Dobruja's thoughts returned to the recent arrival of the American diplomats. He regarded them with typical disdain.

"Our new guests appear to be just more stuffed shirts on a phony goodwill tour, gravely surveying damage they can't possibly correct and making promises of public aid not worth the breath to say them. Still, what could be the connection between two such groups?"

"This Corealis does have a way about him," remarked the sergeant. "Seems to be a good talker. People listen."

"Like all good politicians," assured Dobruja. "Hoping only to handpick a replacement favorable to himself for their empty throne back in Washington, or wherever their self-serving capital is these days. I've seen it happen over and again in their hypocritical two-party system."

The major dismissed the dignitaries. "Well, let them pretend and talk; pass out party favors and shake hands. In a few more days their band will move on, and take their empty promises with them. In the meantime, we're reminded by further orders to offer courtesy, hospitality, and not hamper their movement in any way. This is, after all, still their country."

In a few moments the major's eyes narrowed.

"It might be prudent to continue having someone watch our other group, though. They do seem to be quite the industrious bunch."

"Yes, sir."

Dobruja came to one last point.

"The camp fool Lansky reported as seen talking with the old man. Bring him around for questioning."

"Anything else, sir?"

"Have a squad of our infantry on standby. If our guests do leave again, we may trail after for a few days to see exactly what they have in mind."

Dobruja looked to the sergeant, a feisty jut to his square jaw.

"Regardless, any excuse would be another nice break from more of this old occupation drudgery.
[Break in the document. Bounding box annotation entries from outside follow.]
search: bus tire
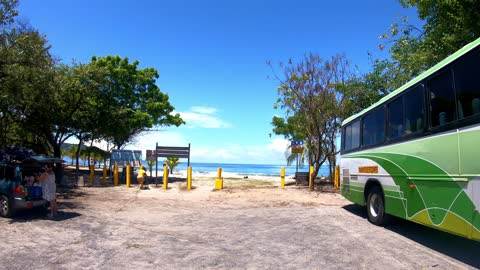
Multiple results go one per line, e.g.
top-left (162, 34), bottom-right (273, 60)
top-left (367, 186), bottom-right (387, 226)
top-left (0, 195), bottom-right (13, 217)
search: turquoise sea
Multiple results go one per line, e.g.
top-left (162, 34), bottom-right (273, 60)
top-left (144, 162), bottom-right (328, 176)
top-left (64, 157), bottom-right (328, 177)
Stretch our legs out on patrol. And so soon after our latest victory, eh, Sergeant?"

"Yes, sir!"

* * *

Travel commenced with first light. It was easy at the outset, northwest through the gentle run of roller coaster hills and saddles bunched up by the gathering surface action of the Great Quake. The following days would be spent crossing hard-packed pumice sandbars and waist deep streams of distant mountain runoff. Further on uneven ground and sheared faultland steps started, then it was pure desert.

Supper that first night was canned rations, which the group ate in near silence. Geri was done before the others and walked off, disappearing for a time behind the truck. Next to the small campfire Top had rolled an after-dinner smoke. He lay back, head in hands, to enjoy it. Baker, meanwhile, began what would become a nightly ritual of weapon cleaning.
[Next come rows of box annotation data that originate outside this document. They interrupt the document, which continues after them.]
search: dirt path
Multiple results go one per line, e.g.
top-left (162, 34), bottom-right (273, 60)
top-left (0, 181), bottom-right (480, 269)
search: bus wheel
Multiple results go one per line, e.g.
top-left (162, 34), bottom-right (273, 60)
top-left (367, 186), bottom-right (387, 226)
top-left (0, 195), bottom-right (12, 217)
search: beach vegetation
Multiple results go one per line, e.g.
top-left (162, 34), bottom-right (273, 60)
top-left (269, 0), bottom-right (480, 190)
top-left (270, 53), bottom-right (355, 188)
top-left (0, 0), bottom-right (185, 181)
His tools were set out in a preordained sequence. Auto-shotgun, pistol, and custom-boxed sniper rifle were gently disassembled, wiped and rejoined. Oddly, something in the gunman's precise actions and doting care generated a certain hypnotic peace for Trennt. Those nimble fingers racing over familiar latches and pins lulled him to a near doze as he sat cross-legged, spooning up the last of his own hash.

Something blurred past Trennt's face and plopped heavily in his lap. His trance shattered, he shot up, straight-backed. But gazing down, he found ample compensation for his lost woolgathering. There, yellow firelight flickering off its battered cover, was the missing satchel of research papers.

Above and behind him stood Geri, eyes brimming with her standard flush of disdain.

"You haven't asked lately," she reminded, "but I won't welsh on my part of the deal."

Picking them up, Trennt eagerly gave the clutch of papers their first in-depth review; though shortly, he knew it was pointless. Only a hodgepodge of random sheets had survived: partial chemical and enzyme reports, temperature and pressure charts, plant growth evaluations. Nothing that made any sense to him. Maybe a botanist could wring something of minor value from them. Yet even that seemed doubtful.

Just that odd pad of cheap yellow paper held any continuity among its faded and smeared pages. Yet it was in a queer foreign language, lacking the clutches of numbers, degrees, and equations truly valuable information was certain to have.

Trennt flipped through the sheets. Spanish? No. Italian, maybe. What did it matter? Not much to show for all the effort and risk invested. Frustrated at the poor lot of salvage, Trennt gazed across at Geri, now quietly feeding sticks to the fire.